We live in a death denying and pain-avoidant society.  Grief and loss are often taboo subjects. When faced with death, grief, and loss we often don’t know what to do or say.  This is a societal issue, and not necessarily an individual issue. 

When it comes to speaking with people who have experienced a profound loss, such as the death of a loved one, we may fall back on using platitudes to attempt to convey our thoughts and emotions.  To the person hearing them, it may seem that people are not genuine in their approach or may be trying to avoid the person who is grieving.

Sometimes, when we meet with people who have experienced the death of a loved one it may trigger our own uncomfortable experiences of death and loss.  Some people will feel the depth of another’s grief, and they may become afraid of their own grief.  And this is where we may begin to feel at a loss for words or may tend to fill up the space with many words and platitudes such as “they’re at peace now; or I understand what you’re going through,” and so on.  Platitudes are often simplistic and sound hollow and can be offensive to those experiencing personal, profound grief. 

In honouring our desire to be authentic and to communicate our genuine care and concern, it’s important to use a more insightful alternative.  Here are some examples of what we might use rather than say what might seem more comfortable to say.

What We Tend to Say

I understand how you feel.
At least they’re not suffering anymore.
I am sorry for your loss.         
There’s a reason for everything.       

What We Can Say Instead

I can’t imagine how you’re feeling.

I’m sad that you’re suffering.
I’m sad for your loss.       
I don’t know what to say.  

Avoid altogether:

You should…                                                            

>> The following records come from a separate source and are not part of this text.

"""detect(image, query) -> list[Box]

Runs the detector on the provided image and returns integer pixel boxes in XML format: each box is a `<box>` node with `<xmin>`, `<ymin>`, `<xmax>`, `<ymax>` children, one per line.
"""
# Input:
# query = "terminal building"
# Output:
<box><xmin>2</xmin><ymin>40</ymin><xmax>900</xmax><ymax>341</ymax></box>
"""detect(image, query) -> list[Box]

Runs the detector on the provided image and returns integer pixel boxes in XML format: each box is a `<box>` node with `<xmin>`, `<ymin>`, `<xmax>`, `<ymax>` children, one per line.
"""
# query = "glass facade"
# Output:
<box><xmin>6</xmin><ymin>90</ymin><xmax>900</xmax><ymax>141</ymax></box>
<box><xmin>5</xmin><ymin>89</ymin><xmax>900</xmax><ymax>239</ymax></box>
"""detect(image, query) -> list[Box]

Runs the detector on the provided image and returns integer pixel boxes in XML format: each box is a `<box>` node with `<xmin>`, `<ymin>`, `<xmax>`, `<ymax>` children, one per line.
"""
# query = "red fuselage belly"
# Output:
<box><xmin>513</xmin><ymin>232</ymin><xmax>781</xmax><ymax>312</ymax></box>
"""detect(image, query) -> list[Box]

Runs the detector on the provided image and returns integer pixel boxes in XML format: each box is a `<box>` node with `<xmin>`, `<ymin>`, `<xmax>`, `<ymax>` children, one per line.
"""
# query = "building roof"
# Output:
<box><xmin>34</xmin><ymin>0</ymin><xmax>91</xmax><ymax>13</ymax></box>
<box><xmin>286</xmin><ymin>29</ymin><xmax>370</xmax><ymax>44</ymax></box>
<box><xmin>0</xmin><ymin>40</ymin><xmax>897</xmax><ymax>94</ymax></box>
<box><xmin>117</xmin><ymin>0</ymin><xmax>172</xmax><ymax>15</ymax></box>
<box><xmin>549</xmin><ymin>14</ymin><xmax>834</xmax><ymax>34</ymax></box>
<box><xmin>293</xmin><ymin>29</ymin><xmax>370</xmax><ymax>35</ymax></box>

Everything happens for a reason                                           

You’re so strong…                                                       

Let me know if I can do anything…                         

Be sure to:

  • Stay present when speaking with someone who has experienced a loss.
  • Use the name of the person who died and welcome the opportunity to speak about them.

Remember that bearing witness and being present in another’s deep sadness means a lot to them.